SENECA FALLS — The Town Board voted 3-2 Thursday to introduce a new local law that would rescind Local Law 3 of 2016.
Local Law 3, which passed by a 4-1 vote Dec. 6, would prohibit any new solid waste disposal facilities in the town and would allow Seneca Meadows Landfill to operate until Dec. 31, 2025.
Seneca Meadows filed an Article 78 lawsuit against the town Feb. 3, challenging the legality of Local Law 3 and asking that it be declared null and void.
The motion to introduce Local Law 2 of 2017 to rescind Local Law 3 was made by Supervisor Greg Lazzaro and seconded by board member Louis Ferrara Jr.
Voting for the new local law was Lazzaro, Ferrara and board member Thomas Ruzicka. Opposed were board members David DeLelys and Vic Porretta.
“We need to work cooperatively with businesses in the town,” Lazzaro said after the meeting. “Local Law 3 impacted a town business and that is wrong. We should sit down at the table with this business in a non-contentious way.
“Local Law 3 was contentious to Seneca Meadows. They were specifically targeted,” he added.
Lazzaro said he hopes negotiations can be set up soon to discuss modifications to the host community benefits agreement between the town and the landfill. That agreement provided the town with $3 million for 2017, based on 2016 tonnage and other factors.
Lazzaro said the new local law was drawn up by Town Attorney Patrick Morrell, who consulted with lawyers from Boylan Code, the outside law firm hired by the town for environmental matters.
Ruzicka and Ferrara were elected last November and joined the board Jan. 1.
“I voted for the local law to rescind so we can get back to negotiations. I hope that results in Seneca Meadows dropping their lawsuit,” Ruzicka said.
Ferrara said he agrees.
“The way Local Law 3 was done was wrong. At the election, people spoke and told us this was the road to go down, which is to negotiate, rather than litigate,” Ferrara said.

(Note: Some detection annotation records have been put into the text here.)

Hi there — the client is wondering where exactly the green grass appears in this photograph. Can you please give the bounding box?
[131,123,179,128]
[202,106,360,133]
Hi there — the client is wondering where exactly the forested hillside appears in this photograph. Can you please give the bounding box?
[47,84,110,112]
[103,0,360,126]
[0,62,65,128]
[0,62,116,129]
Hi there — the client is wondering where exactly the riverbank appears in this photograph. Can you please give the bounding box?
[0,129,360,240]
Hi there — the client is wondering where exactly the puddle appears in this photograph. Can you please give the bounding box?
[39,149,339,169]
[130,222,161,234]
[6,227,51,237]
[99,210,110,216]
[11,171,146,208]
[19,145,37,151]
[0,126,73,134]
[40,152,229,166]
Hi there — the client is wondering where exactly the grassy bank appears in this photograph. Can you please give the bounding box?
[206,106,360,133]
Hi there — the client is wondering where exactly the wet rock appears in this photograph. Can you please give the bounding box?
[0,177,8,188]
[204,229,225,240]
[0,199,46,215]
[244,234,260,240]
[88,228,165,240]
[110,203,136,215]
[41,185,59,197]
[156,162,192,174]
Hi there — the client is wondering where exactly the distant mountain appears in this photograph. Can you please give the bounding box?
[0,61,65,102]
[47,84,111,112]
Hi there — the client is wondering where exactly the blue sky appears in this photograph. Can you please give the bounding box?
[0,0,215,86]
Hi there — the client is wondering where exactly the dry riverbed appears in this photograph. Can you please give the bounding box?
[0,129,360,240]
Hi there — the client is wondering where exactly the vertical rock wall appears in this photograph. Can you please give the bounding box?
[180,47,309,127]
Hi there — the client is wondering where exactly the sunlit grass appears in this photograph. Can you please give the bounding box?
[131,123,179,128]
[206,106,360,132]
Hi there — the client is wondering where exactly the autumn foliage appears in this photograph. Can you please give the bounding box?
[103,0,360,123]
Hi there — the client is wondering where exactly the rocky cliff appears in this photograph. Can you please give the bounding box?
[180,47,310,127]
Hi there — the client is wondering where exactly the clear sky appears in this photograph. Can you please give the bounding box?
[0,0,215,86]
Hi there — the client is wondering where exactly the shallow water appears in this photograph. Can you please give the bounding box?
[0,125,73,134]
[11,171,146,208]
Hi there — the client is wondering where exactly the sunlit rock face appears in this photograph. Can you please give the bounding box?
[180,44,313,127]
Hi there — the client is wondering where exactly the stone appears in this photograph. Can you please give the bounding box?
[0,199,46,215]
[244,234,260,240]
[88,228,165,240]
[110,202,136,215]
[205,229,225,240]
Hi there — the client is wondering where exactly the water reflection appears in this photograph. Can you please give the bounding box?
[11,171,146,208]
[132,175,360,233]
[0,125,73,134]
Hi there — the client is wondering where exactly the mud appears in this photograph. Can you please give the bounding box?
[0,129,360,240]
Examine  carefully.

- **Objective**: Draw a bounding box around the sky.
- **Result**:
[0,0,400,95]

Porretta said the community is split on the landfill issue and debate on the board has gone back and forth.
“My reason for voting no on this local law is that I feel Local Law 3 needed to be litigated to see if it will hold up. If not, then we have to figure out what to do,” Porretta said.
“I feel we need a closing date for the landfill and that’s what Local Law 3 did,” he added.

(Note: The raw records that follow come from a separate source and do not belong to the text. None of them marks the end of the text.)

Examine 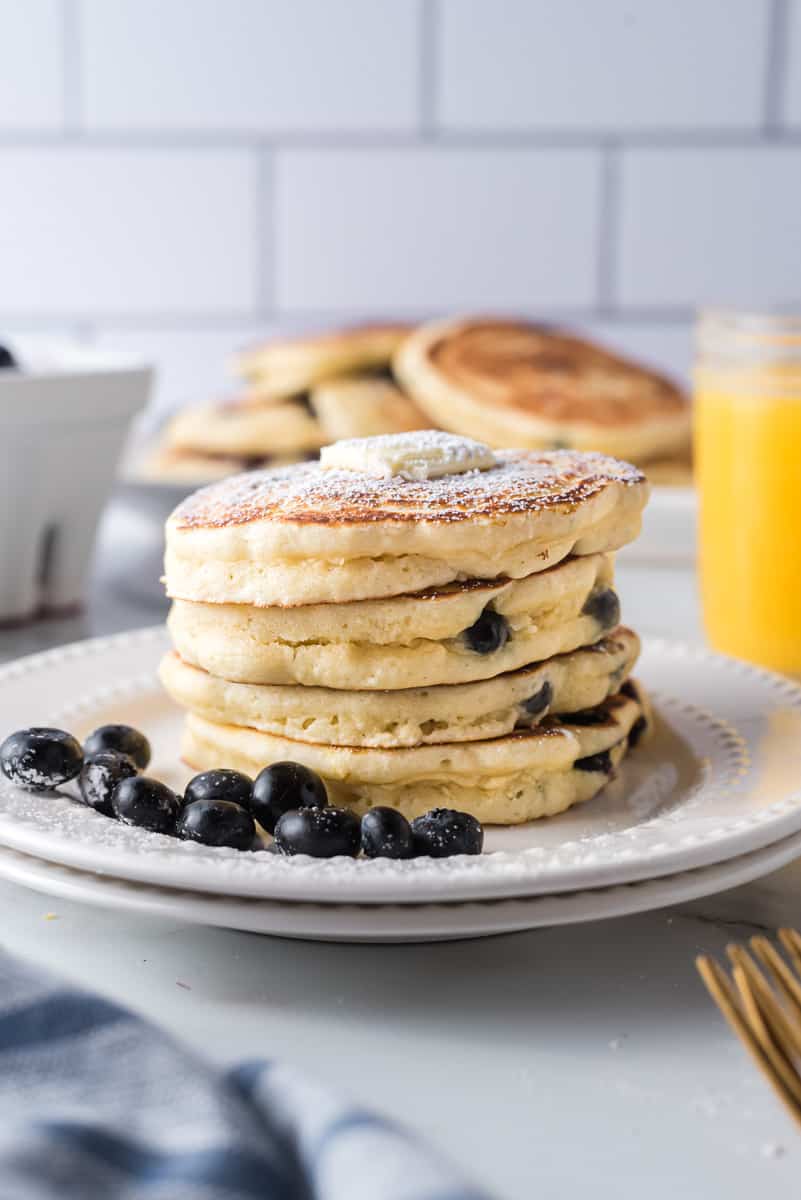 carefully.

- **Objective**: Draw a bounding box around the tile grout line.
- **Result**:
[596,142,620,316]
[61,0,84,139]
[254,146,278,320]
[0,126,801,154]
[417,0,441,142]
[0,305,694,337]
[763,0,789,134]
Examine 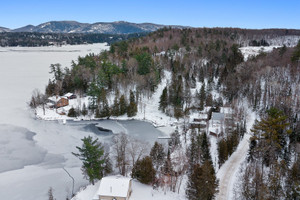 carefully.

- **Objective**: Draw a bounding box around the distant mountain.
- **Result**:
[8,21,183,34]
[0,26,10,33]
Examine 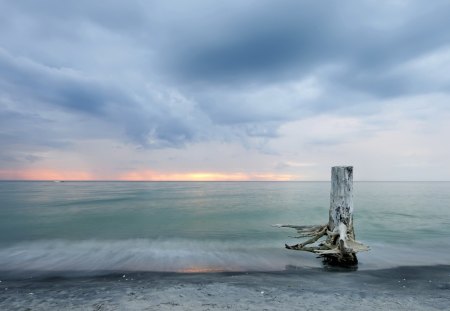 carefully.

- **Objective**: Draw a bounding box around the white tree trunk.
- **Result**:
[277,166,369,265]
[328,166,354,253]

Allison Stokes, an environmental activist critical of Seneca Meadows, said she wasn’t surprised by Thursday’s action.
She pointed to the nine-year fight by Concerned Citizens of Seneca County to oppose the landfill’s proposed clay mine in the town of Waterloo as a “role model” for what might happen now that Local Law 2 has been introduced.

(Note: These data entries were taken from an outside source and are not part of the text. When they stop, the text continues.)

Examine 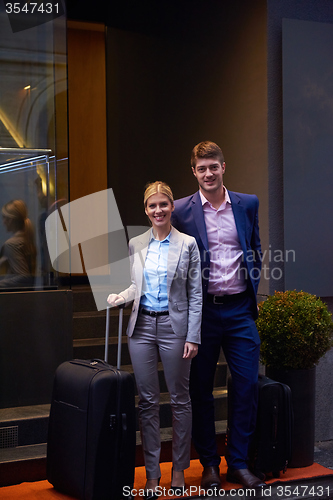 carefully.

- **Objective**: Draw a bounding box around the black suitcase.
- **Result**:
[228,375,293,480]
[47,309,136,500]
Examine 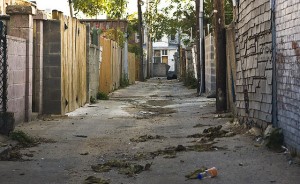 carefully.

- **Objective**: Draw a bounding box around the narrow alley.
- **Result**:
[0,78,300,184]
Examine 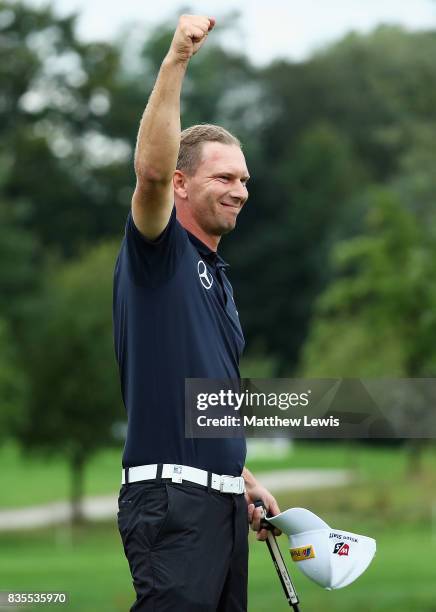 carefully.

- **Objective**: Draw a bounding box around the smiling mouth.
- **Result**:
[220,202,240,210]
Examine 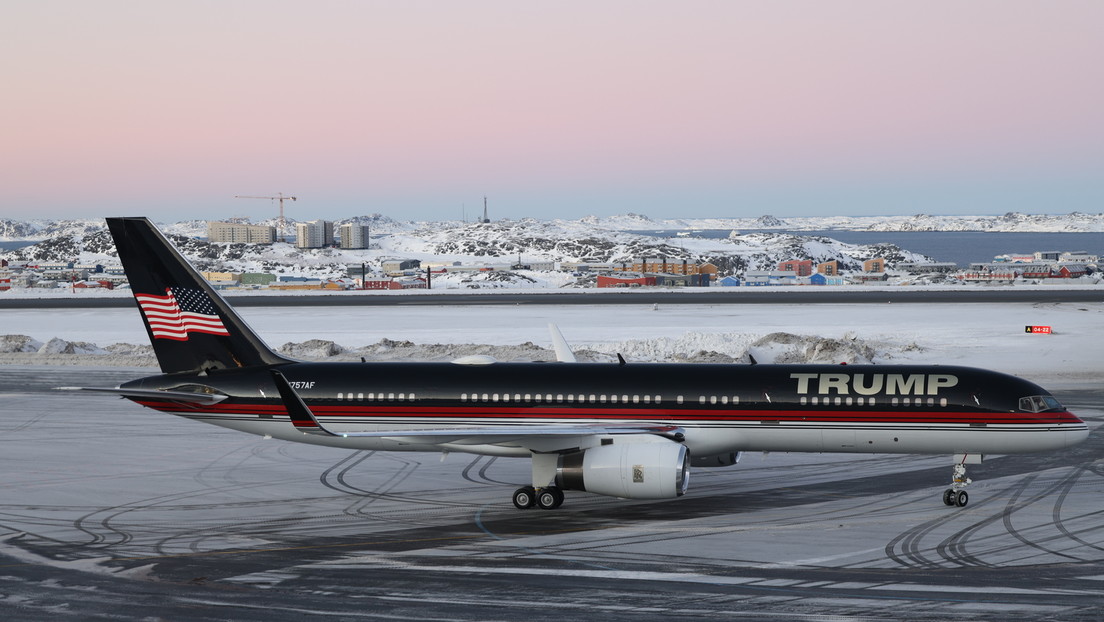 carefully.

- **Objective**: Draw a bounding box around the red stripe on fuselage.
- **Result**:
[135,400,1082,425]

The Fourth Department Appellate Division court recently voted 5-0 to uphold CCSC’s appeal of a lower court ruling.
The Appellate Court said the landfill could not access the mine area through a road on a residential zone on Burgess Road.
She lauded DeLelys and Porretta for their votes, saying they represent the people. She said Lazzaro, Ruzicka and Ferrara seem to represent the landfill.
The board convened and quickly moved to go into executive session, citing “attorney client privilege” as the reason. They came back after 10 minutes and Lazzaro introduced Local Law 2.
There was no discussion during the voting.
A public hearing on the proposed local law will be 4 p.m. March 14 at the new municipal building, 130 Ovid St.
Morrell said the town was originally scheduled to file a response to the Seneca Meadows lawsuit Thursday. He said an extension was sought and granted to move the response date to May 19.
If the lawsuit is dropped, however, that will not be an issue.
The board must go through a State Environmental Quality Review Act process for any local law. Morrell said that could begin at the board’s regular meeting March 7.
Seneca Meadows officials were unavailable for a comment Thursday.